Fashion Week

Il Garden Party di Stella McCartney

Nei cortili di un palazzo milanese viene svelata la collezione co ed
Reading time 2 minutes

L’atmosfera bucolica,  le apissière floreali ma anche le performance musicali a ritmo hip hop e le proteste contro il climate change. Tutto questo è il mondo di Stella McCartney, che con il suo spirito ribelle e indipendente porta a Milano una sua visione del mix culturale. All’ingresso una parata di un collettivo studentesco ragazzi e ragazze indossavano slogan anti-cambiamento climatico, in particolare l’inno “We are the weather” come monito ad agire attivamente contro l’inquinamento, perché a fare la differenza per il nostro pianeta siamo noi. La capsule, che viene chiamata così in onore del romanzo in prossima uscita di Jonathan Safran Foer sulla crisi climatica, è caratterizzata da frasi che stimolano la riflessione sui temi del global warming e una grafica a motivo solare campeggia su maglieria, camicie di cotone organico, pantaloncini e magliette. Al centro del giardino di questo palazzo storico di Milano,  sono andati in mostra l'etica e l’impegno ecosostenibile di Stella e la speranza futura di creare un’economia circolare, con il 64% dei capi realizzati in materiali sostenibili.

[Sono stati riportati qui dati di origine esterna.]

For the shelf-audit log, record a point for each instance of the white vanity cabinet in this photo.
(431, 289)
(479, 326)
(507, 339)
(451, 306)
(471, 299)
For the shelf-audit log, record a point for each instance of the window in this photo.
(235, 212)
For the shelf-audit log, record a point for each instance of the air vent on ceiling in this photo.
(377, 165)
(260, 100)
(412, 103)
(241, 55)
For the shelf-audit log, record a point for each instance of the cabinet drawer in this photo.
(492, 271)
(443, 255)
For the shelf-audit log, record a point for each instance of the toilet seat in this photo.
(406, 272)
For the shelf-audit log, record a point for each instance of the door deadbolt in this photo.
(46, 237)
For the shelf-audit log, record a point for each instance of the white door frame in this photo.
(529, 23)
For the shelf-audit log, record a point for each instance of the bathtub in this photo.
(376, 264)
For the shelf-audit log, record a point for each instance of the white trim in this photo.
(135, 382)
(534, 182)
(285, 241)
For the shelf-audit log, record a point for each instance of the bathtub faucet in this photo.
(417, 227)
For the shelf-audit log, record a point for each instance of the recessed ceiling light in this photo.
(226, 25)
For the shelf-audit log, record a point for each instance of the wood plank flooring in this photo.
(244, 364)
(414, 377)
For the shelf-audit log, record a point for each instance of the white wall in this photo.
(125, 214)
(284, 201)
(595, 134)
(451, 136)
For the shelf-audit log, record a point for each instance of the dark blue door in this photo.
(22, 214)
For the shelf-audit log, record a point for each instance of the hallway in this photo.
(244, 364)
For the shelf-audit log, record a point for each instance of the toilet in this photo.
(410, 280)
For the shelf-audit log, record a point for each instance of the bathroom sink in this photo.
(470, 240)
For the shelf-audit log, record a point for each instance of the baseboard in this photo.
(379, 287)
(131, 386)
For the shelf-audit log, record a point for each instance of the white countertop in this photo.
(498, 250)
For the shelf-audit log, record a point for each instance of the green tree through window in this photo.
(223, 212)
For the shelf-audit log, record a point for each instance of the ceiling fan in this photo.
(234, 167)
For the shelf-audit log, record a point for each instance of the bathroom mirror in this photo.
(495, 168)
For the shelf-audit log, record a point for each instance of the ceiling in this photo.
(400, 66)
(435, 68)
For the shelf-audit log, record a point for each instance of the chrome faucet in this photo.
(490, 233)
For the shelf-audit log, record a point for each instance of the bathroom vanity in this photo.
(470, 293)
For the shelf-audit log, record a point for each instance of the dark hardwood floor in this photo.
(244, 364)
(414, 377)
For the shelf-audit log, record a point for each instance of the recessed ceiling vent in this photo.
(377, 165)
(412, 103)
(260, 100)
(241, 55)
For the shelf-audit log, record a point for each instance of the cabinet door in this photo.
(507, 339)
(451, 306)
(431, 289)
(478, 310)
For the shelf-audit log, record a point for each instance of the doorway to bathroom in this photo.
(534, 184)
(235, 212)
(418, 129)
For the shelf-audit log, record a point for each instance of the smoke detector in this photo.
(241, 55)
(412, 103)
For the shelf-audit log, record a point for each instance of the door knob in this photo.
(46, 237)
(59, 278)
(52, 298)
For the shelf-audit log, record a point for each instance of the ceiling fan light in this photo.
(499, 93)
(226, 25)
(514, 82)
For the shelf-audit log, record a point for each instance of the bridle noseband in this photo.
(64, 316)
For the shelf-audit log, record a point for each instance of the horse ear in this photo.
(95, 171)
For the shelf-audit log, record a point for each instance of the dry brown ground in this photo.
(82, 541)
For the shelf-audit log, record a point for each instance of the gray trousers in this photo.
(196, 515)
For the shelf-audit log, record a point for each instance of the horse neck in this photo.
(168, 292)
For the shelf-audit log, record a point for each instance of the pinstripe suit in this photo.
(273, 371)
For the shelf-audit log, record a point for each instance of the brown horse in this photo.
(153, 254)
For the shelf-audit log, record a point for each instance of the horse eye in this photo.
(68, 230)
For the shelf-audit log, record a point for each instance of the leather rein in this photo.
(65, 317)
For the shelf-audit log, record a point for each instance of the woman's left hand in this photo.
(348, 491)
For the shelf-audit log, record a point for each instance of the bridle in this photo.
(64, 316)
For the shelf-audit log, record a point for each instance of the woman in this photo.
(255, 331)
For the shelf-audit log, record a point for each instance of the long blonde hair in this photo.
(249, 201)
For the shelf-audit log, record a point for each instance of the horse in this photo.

La stilista, infatti, ha utilizzato cotone organico, viscosa sostenibile, nylon rigenerato ECONYL® e poliestere riciclato.Trentasei nuovi look tra collezione uomo e donna sono un viaggio tra tutti i classici che definiscono il brand: l’equilibrio tra tailoring e streetwear, il completo maschile à la Savile Row, le rouches degli abiti da sera più romantici, i cavalli dipinti a mano corrono su una camicia di seta, una cravatta e un paio di pantaloncini abbinati e testimoniano l’amore della figlia di Sir Paul McCartney per gli animali. Il leopardo viene introdotto per la prima volta in una collezione Primavera-Estate: le stampe sono realizzate a partire da fotocopie di pellicce ecologiche ingrandite; mentre l’utility wear appare in varie forme in tutta la collezione, che riflette la doppia natura di attivista e professionista dell’uomo Stella McCartney. Frutto di un'inaspettata interpretazione del camouflage, una straordinaria tuta è arricchita con una stampa satellitare della Terra. A chiusura dell’evento una performance di una band jazz italiana , sotto una grossa lampada a forma di luna, la rapper Tkay Maidza. Dovremmo essere tutti “Eco-Weirdo” ed essere davvero più attenti al nostro pianeta. Parola di Stella.